Let $(X,\tau)$ be a topological space. If $X$ has the Bolzano-Weierstrass property then $X$ is compact.
Counterexample
Let $Y$ consist of two points; give $Y$ the topology consisting of $Y$ and the empty set. Then the space $X = \mathbb{Z}_{+} \times Y$ is limit point compact, for every nonempty subset of $X$ has a limit point. It is not compact, for the covering of $X$ by the open set $U_n = \{n\} \times Y$ has not finite collection covering $X.$
My question is how to prove formally that each infinite subset of $X = \mathbb{Z}_{+} \times Y$ has a limit point?

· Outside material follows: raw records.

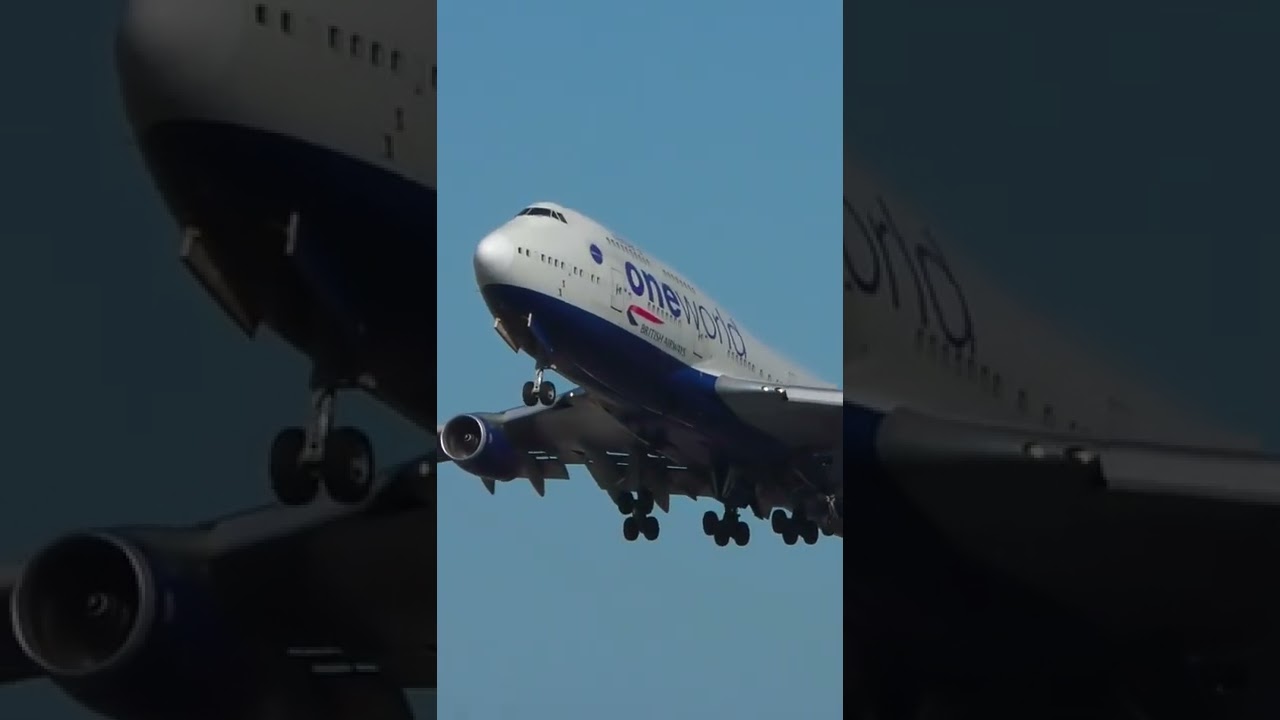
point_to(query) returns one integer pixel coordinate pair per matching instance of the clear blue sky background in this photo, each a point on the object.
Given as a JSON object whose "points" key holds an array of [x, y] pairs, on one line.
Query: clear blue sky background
{"points": [[707, 133]]}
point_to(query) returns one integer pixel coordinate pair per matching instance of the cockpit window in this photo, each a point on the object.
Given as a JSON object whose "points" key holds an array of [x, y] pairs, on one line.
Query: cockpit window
{"points": [[543, 213]]}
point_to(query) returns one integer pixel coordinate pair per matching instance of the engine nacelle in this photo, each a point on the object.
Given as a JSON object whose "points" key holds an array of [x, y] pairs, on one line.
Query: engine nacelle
{"points": [[127, 632], [479, 447]]}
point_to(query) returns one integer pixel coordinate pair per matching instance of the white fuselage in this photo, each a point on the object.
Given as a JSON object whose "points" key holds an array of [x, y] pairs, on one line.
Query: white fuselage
{"points": [[353, 77], [589, 268], [923, 329]]}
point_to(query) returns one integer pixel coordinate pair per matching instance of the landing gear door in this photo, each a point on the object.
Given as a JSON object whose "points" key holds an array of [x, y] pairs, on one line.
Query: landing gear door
{"points": [[618, 300]]}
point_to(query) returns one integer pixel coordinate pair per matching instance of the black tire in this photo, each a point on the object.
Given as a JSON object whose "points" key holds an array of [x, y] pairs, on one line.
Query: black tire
{"points": [[810, 533], [547, 393], [644, 501], [711, 523], [649, 528], [626, 502], [630, 529], [348, 465], [778, 520], [291, 483]]}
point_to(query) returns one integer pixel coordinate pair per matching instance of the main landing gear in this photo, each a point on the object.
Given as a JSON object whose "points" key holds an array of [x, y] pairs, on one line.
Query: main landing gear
{"points": [[795, 527], [302, 459], [639, 510], [539, 391], [727, 527]]}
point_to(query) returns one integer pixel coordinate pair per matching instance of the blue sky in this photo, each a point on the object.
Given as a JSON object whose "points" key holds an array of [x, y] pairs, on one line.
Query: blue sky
{"points": [[707, 133]]}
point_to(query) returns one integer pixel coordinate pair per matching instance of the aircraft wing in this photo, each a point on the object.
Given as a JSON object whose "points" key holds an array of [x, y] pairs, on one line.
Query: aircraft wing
{"points": [[343, 592], [801, 417], [1142, 533], [580, 431]]}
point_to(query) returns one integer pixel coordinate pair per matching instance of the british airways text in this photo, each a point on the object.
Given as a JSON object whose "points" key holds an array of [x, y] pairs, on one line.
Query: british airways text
{"points": [[709, 322]]}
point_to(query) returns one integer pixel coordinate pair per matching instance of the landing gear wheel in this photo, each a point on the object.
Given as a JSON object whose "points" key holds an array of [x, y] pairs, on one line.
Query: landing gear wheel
{"points": [[644, 502], [626, 502], [809, 532], [291, 482], [630, 529], [711, 523], [547, 393], [778, 520], [649, 527], [348, 465]]}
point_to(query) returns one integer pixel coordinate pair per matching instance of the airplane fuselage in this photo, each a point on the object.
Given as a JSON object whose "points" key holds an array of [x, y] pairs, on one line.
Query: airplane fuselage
{"points": [[297, 141], [613, 319]]}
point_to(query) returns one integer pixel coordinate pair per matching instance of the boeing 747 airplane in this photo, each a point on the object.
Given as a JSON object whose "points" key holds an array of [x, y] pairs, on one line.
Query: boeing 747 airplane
{"points": [[295, 144], [676, 396]]}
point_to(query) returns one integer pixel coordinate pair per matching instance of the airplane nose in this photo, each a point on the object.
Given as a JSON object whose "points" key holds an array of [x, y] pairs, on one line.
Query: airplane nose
{"points": [[169, 54], [493, 259]]}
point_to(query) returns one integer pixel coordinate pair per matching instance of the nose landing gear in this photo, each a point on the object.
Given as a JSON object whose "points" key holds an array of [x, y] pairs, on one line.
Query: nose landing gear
{"points": [[539, 391], [639, 510], [794, 527]]}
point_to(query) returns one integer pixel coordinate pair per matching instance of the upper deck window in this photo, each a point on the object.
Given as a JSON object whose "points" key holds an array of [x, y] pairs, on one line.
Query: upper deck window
{"points": [[543, 213]]}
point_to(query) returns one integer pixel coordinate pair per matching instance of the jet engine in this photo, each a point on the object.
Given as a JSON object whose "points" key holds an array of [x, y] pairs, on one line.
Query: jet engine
{"points": [[127, 632], [479, 447]]}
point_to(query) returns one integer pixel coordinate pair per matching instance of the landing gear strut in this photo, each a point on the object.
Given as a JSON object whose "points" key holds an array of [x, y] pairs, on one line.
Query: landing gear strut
{"points": [[795, 527], [302, 459], [727, 527], [539, 390], [639, 510]]}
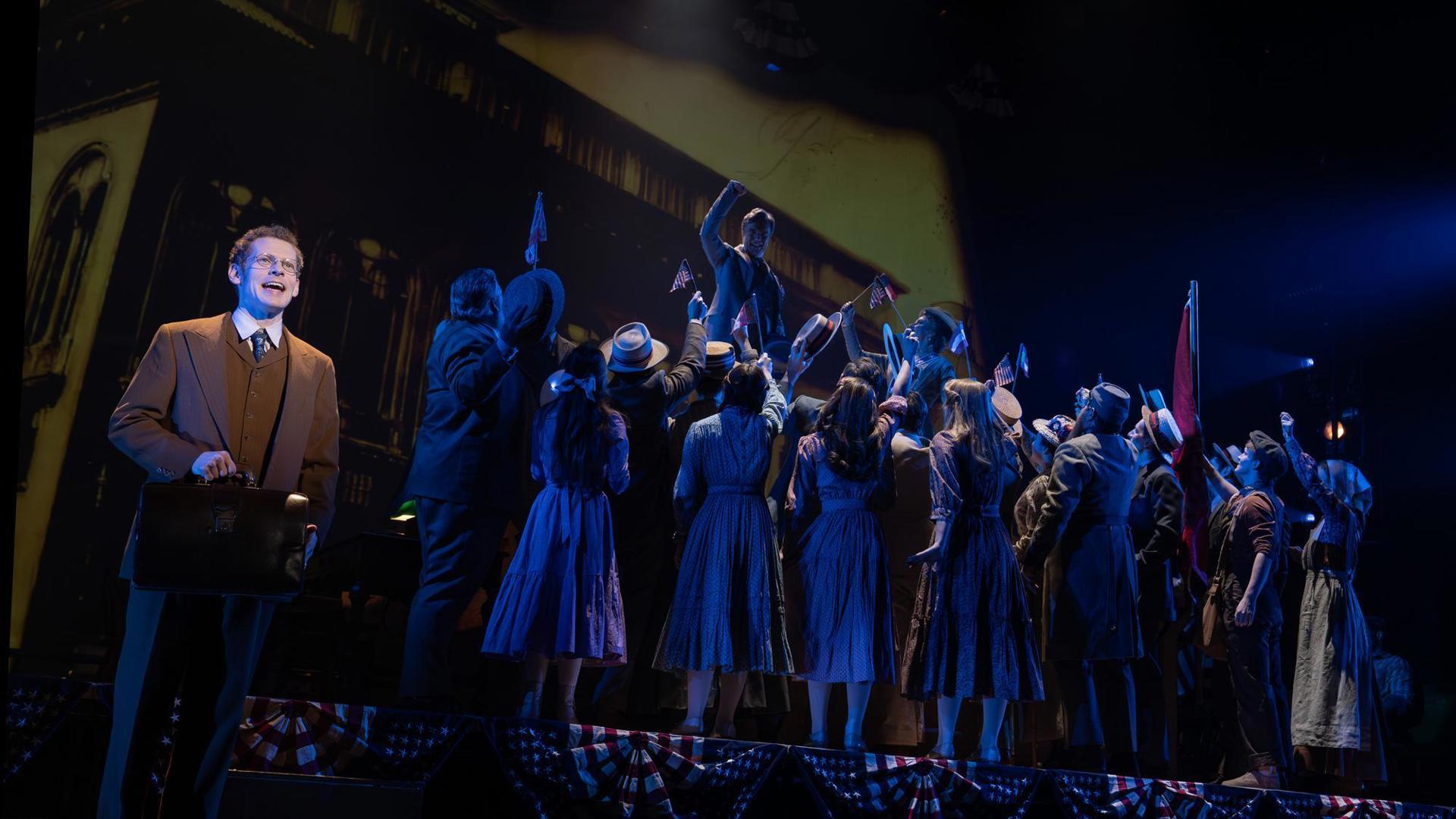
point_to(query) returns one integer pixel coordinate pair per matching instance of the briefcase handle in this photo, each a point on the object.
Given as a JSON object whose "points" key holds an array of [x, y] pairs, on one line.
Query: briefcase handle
{"points": [[239, 479]]}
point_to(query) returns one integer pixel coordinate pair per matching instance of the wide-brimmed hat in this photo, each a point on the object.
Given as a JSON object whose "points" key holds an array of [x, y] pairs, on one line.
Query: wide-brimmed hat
{"points": [[533, 302], [817, 333], [1111, 403], [632, 350], [720, 359], [1006, 406], [1163, 431]]}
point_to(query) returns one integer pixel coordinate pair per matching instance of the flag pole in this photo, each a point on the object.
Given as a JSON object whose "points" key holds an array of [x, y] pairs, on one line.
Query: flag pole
{"points": [[1193, 346]]}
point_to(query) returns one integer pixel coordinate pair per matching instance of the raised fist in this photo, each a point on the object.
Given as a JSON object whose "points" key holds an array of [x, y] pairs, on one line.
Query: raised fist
{"points": [[696, 308]]}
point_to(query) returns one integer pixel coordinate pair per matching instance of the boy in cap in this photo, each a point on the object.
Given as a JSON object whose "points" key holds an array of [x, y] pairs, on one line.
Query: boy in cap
{"points": [[1250, 537], [927, 337]]}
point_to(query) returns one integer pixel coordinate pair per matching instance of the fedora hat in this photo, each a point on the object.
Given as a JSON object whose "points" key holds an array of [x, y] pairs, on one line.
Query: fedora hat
{"points": [[632, 350], [817, 333], [1164, 431], [720, 359]]}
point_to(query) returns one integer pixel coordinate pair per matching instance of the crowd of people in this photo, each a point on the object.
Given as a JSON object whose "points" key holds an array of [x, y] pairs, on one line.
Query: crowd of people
{"points": [[913, 539]]}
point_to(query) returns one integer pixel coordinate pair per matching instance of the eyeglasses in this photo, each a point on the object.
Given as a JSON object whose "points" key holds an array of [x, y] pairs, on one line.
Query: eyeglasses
{"points": [[290, 267]]}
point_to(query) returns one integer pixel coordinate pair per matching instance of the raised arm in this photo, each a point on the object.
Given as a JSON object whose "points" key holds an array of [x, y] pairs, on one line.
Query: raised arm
{"points": [[774, 410], [1166, 521], [802, 500], [618, 475], [683, 378], [473, 365], [1307, 469], [140, 426], [849, 333], [714, 246]]}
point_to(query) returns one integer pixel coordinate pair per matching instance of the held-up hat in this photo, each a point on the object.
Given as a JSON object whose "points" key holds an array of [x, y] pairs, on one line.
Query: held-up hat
{"points": [[720, 359], [632, 350], [1272, 453], [817, 333], [533, 302], [1164, 431], [1111, 403], [1006, 407]]}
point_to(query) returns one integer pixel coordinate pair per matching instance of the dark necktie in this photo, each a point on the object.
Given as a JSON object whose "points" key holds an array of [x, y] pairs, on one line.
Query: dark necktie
{"points": [[259, 344]]}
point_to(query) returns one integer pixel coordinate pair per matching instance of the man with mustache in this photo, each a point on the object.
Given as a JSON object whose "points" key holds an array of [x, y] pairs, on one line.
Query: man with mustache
{"points": [[742, 273]]}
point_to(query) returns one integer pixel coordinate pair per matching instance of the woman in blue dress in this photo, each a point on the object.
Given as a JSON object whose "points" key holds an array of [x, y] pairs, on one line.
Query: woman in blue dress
{"points": [[845, 604], [560, 598], [971, 632], [728, 607]]}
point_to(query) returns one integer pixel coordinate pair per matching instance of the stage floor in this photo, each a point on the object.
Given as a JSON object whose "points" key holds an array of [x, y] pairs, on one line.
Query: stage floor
{"points": [[303, 758]]}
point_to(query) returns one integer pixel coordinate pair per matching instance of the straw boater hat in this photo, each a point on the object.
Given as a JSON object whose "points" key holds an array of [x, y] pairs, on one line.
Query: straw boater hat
{"points": [[632, 350], [1006, 407], [1164, 431], [720, 359], [817, 333]]}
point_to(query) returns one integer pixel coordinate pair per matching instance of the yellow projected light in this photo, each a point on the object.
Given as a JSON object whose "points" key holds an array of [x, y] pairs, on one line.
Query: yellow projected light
{"points": [[877, 194]]}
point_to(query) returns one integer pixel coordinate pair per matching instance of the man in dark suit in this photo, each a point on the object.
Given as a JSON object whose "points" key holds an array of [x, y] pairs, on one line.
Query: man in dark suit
{"points": [[1156, 521], [641, 516], [1090, 598], [215, 397], [465, 475], [740, 273]]}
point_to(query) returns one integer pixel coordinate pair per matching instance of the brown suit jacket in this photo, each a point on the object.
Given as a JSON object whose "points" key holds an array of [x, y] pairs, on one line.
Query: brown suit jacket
{"points": [[177, 409]]}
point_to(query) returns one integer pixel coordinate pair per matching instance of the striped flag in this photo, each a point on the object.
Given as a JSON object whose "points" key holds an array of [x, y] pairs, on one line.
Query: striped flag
{"points": [[538, 232], [959, 343], [880, 292], [1003, 373], [683, 279], [747, 314]]}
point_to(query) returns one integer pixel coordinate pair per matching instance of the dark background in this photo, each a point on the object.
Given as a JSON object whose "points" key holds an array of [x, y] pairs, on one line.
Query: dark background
{"points": [[1296, 161]]}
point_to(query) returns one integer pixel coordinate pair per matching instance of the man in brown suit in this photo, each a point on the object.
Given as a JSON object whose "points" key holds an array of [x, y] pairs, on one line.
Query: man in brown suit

I can see it but I don't know if that's enough for a formal justification:
$U_1=1\times Y=\{(1,y_1),(1,y_2):y_1,y_2\in Y\},U_2= \dots $
Thus $(1,y_1)\in U_1$ is a limit point of $U_1$ because each open set that contains $(1,y_1)$ also contains $(1,y_2)$. Similar with the others $U_i$.
It's actually true (as it says in the text of the counterexample) that every nonempty subset has a limit point, regardless if it's infinite. Let $S$ be a nonempty subset of $\mathbb Z_+\times Y$ and let $(n,y)\in S.$ Then $(n,\bar y)$ is a limit point of $S,$ where $\bar y$ is the other element of $Y.$ The neighborhoods of $(n,\bar y)$ are sets of the form $A\times Y$ where $n\in A$ and thus $(n,y)$ is an element of $S$ that is in every neighborhood of $(n,\bar y)$.